Howells St John's Magnificat

Howells’s evocative church music sung with vibrancy and conviction

Author: 
Jeremy Dibble
Howells St John's Magnificat

HOWELLS St John's Magnificat

The sound of the boys at St John’s College, Cambridge, has changed considerably since the hard-edged, continental, vibrato-imbued timbre of George Guest’s day (a sound all his own), but the new, clear tone under its present director, Andrew Nethsingha, certainly has an impressive vibrancy and conviction. Not since David Willcocks’s memorable recording of Howells’s church music, made many years ago on Argo, have I heard such precise intonation in the challenging a cappella works as One thing have I desired, the extended A Sequence for St Michael or A Grace for 10 Downing Street (with Psalm 142, one of two premiere recordings).

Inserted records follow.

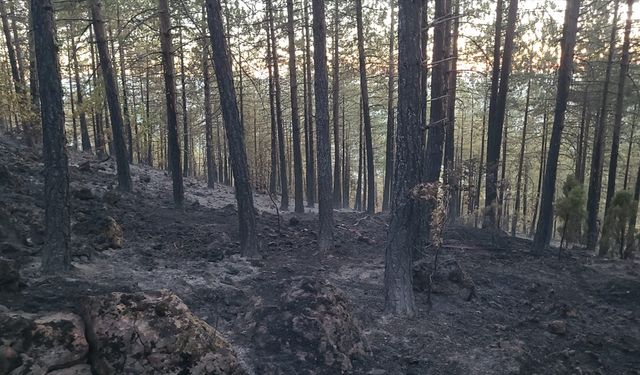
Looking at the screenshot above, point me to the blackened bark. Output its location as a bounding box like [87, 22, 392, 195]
[624, 164, 640, 259]
[158, 0, 184, 207]
[265, 21, 278, 193]
[356, 0, 376, 214]
[605, 0, 633, 215]
[511, 78, 531, 236]
[287, 0, 304, 213]
[331, 0, 342, 208]
[116, 2, 133, 163]
[179, 28, 190, 176]
[587, 0, 619, 255]
[267, 0, 289, 211]
[71, 32, 91, 151]
[303, 0, 316, 207]
[483, 0, 518, 229]
[312, 0, 333, 252]
[202, 10, 218, 188]
[90, 0, 131, 191]
[384, 0, 422, 316]
[206, 0, 258, 257]
[382, 0, 396, 211]
[533, 0, 580, 251]
[31, 0, 71, 273]
[444, 0, 462, 220]
[622, 109, 638, 190]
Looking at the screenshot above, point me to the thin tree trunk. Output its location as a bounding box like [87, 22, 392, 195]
[287, 0, 304, 213]
[356, 0, 376, 214]
[266, 21, 278, 193]
[484, 0, 518, 229]
[444, 0, 462, 220]
[382, 0, 396, 211]
[331, 0, 342, 208]
[179, 22, 191, 177]
[355, 101, 364, 211]
[206, 0, 258, 257]
[529, 108, 548, 236]
[312, 0, 333, 252]
[624, 164, 640, 259]
[71, 30, 91, 151]
[511, 77, 531, 236]
[587, 0, 619, 256]
[31, 0, 71, 273]
[91, 0, 131, 191]
[158, 0, 184, 207]
[267, 0, 289, 211]
[605, 0, 633, 215]
[622, 108, 638, 190]
[303, 0, 316, 207]
[202, 9, 218, 188]
[116, 2, 133, 163]
[384, 0, 420, 316]
[533, 0, 580, 251]
[67, 37, 78, 151]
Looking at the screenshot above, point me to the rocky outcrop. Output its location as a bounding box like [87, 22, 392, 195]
[83, 290, 245, 375]
[0, 312, 89, 375]
[0, 258, 20, 290]
[0, 290, 246, 375]
[251, 278, 367, 373]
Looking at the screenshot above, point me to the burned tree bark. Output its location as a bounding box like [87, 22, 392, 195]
[287, 0, 304, 213]
[31, 0, 71, 273]
[384, 0, 422, 316]
[90, 0, 131, 191]
[533, 0, 580, 251]
[587, 0, 619, 255]
[206, 0, 258, 257]
[158, 0, 184, 207]
[356, 0, 376, 214]
[312, 0, 333, 251]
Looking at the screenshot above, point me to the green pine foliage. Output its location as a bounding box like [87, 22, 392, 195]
[556, 175, 586, 246]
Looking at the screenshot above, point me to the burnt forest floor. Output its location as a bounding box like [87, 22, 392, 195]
[0, 136, 640, 375]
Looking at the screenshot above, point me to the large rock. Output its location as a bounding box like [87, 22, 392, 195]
[253, 278, 367, 374]
[83, 290, 246, 375]
[0, 312, 89, 375]
[413, 259, 476, 301]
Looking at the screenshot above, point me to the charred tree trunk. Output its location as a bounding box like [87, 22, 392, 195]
[266, 21, 278, 193]
[511, 78, 531, 236]
[158, 0, 184, 207]
[356, 0, 376, 214]
[179, 27, 191, 177]
[116, 2, 133, 163]
[382, 0, 396, 211]
[622, 105, 638, 190]
[331, 0, 342, 208]
[31, 0, 71, 273]
[533, 0, 580, 251]
[484, 0, 518, 229]
[71, 32, 91, 151]
[605, 0, 633, 215]
[206, 0, 258, 257]
[267, 0, 289, 211]
[384, 0, 420, 316]
[202, 10, 218, 188]
[287, 0, 304, 213]
[303, 0, 316, 207]
[91, 0, 131, 191]
[587, 0, 619, 256]
[312, 0, 333, 252]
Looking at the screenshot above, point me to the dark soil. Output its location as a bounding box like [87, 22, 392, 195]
[0, 137, 640, 375]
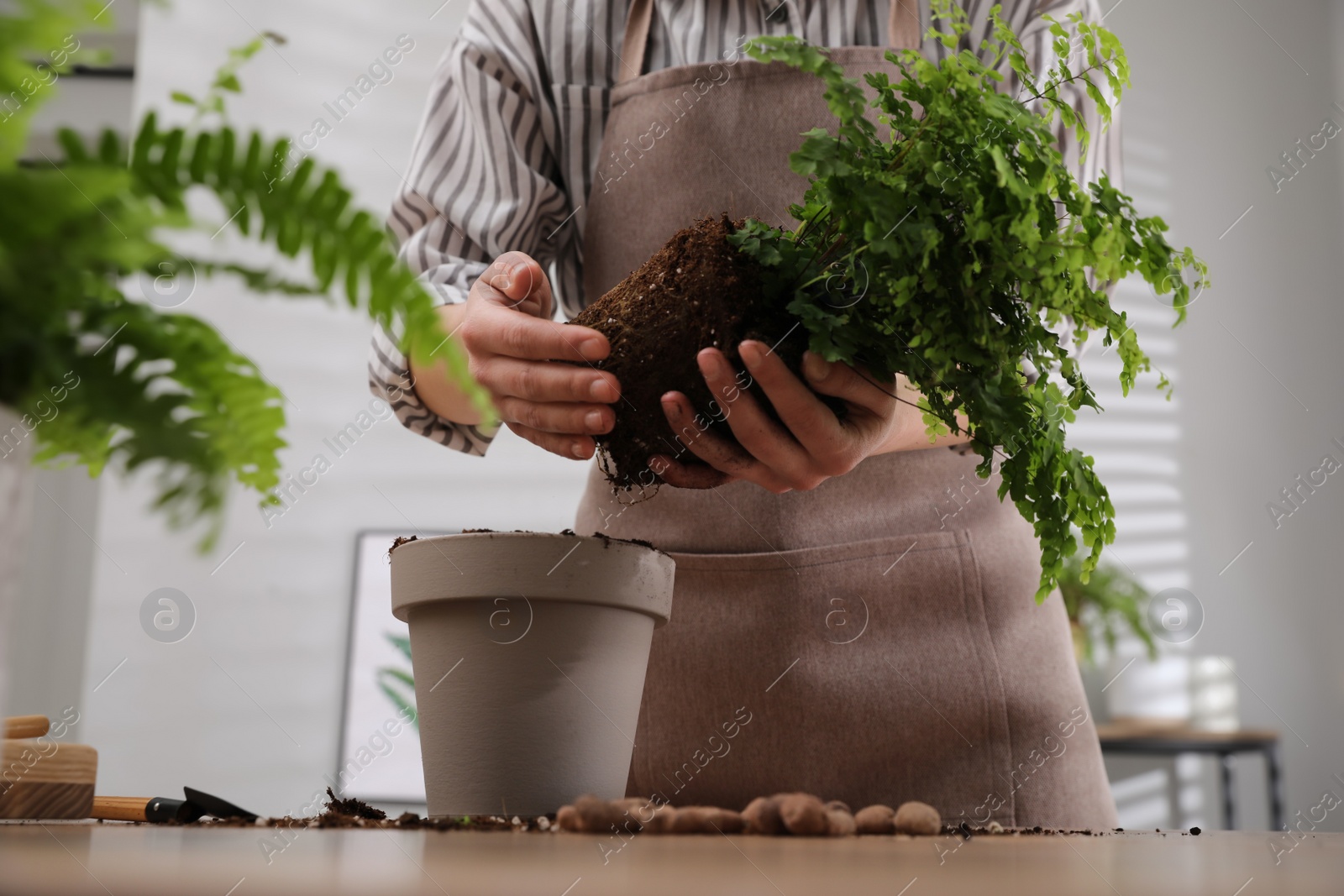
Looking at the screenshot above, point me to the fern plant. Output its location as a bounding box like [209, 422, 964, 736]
[0, 0, 489, 548]
[1059, 555, 1158, 665]
[730, 0, 1208, 600]
[375, 631, 419, 731]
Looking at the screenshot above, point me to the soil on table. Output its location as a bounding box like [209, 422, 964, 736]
[570, 215, 808, 489]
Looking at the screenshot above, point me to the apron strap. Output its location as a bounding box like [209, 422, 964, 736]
[617, 0, 922, 83]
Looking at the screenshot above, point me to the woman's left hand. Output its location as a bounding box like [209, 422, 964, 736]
[649, 340, 908, 495]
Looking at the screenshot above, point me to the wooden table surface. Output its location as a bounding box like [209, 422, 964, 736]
[0, 822, 1344, 896]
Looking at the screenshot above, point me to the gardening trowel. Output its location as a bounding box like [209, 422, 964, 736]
[89, 787, 257, 822]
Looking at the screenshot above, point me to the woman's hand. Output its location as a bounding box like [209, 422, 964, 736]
[412, 253, 621, 459]
[649, 340, 965, 493]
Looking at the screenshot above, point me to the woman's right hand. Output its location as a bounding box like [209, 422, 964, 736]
[412, 253, 621, 459]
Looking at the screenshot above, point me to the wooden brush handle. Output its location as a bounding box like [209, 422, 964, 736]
[4, 716, 51, 739]
[89, 797, 150, 820]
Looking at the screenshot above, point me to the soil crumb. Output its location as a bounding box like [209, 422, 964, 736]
[327, 787, 387, 820]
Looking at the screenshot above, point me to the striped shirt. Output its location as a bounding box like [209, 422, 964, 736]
[368, 0, 1120, 454]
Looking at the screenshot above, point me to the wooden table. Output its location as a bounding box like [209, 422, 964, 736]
[1097, 721, 1284, 832]
[0, 822, 1344, 896]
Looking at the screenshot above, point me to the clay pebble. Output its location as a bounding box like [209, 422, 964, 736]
[554, 793, 942, 837]
[742, 797, 784, 837]
[668, 806, 744, 834]
[895, 799, 942, 837]
[853, 804, 896, 834]
[827, 804, 858, 837]
[775, 794, 831, 837]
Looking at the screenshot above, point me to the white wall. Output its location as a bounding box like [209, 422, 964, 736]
[81, 0, 585, 814]
[1102, 0, 1344, 831]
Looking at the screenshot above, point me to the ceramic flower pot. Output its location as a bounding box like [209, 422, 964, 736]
[0, 406, 32, 719]
[391, 532, 675, 817]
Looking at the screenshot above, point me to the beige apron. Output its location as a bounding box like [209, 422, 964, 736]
[575, 0, 1116, 827]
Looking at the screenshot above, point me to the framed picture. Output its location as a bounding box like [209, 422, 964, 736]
[328, 531, 449, 804]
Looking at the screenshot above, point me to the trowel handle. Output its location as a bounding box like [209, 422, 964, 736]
[89, 797, 184, 820]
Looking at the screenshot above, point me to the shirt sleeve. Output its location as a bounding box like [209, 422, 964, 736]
[368, 0, 570, 455]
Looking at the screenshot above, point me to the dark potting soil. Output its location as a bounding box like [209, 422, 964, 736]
[570, 215, 808, 489]
[327, 787, 387, 818]
[387, 529, 660, 556]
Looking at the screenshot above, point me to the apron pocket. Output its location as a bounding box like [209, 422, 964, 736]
[629, 531, 1011, 817]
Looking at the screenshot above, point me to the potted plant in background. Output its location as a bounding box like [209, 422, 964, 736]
[1059, 556, 1158, 666]
[0, 0, 489, 720]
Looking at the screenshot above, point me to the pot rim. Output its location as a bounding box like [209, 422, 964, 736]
[391, 532, 676, 626]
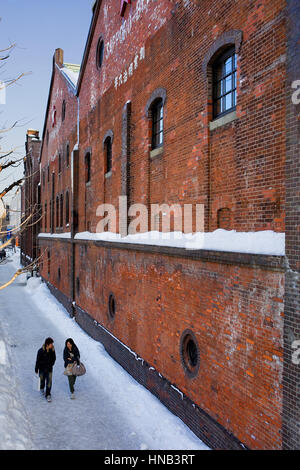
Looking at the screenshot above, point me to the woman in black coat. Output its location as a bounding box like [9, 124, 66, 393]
[64, 338, 80, 399]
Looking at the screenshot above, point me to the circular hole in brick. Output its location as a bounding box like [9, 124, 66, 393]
[180, 330, 200, 378]
[108, 293, 116, 319]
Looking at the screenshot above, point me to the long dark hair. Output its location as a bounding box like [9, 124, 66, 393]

On this recording (which has several associations with Cambridge, and St John’s), the numinous, indeed mystical ambience of Howells’s lyrical outpourings find an especially apposite voice in the Gloucester and less well known St John’s services (the Nunc dimittis of the latter is sung with notable power and sonority), the ageless A Spotless Rose, the languidly evocative Like as the hart and the Te Deum written for King’s College, the end of which, at least for me, must be among the most affecting pages of church music Howells ever wrote. The Salve regina (1915) deserves to be heard more often, while By the waters of Babylon (1917), compellingly sung here by Paul Whelan, also reminds us of the prodigious fertility of Howells’s early years in the chamber works of the Piano Quartet, the Rhapsodic Quintet and the lyrical violin sonatas as well as, more obviously, the plaintive threnody of the Elegy for string orchestra.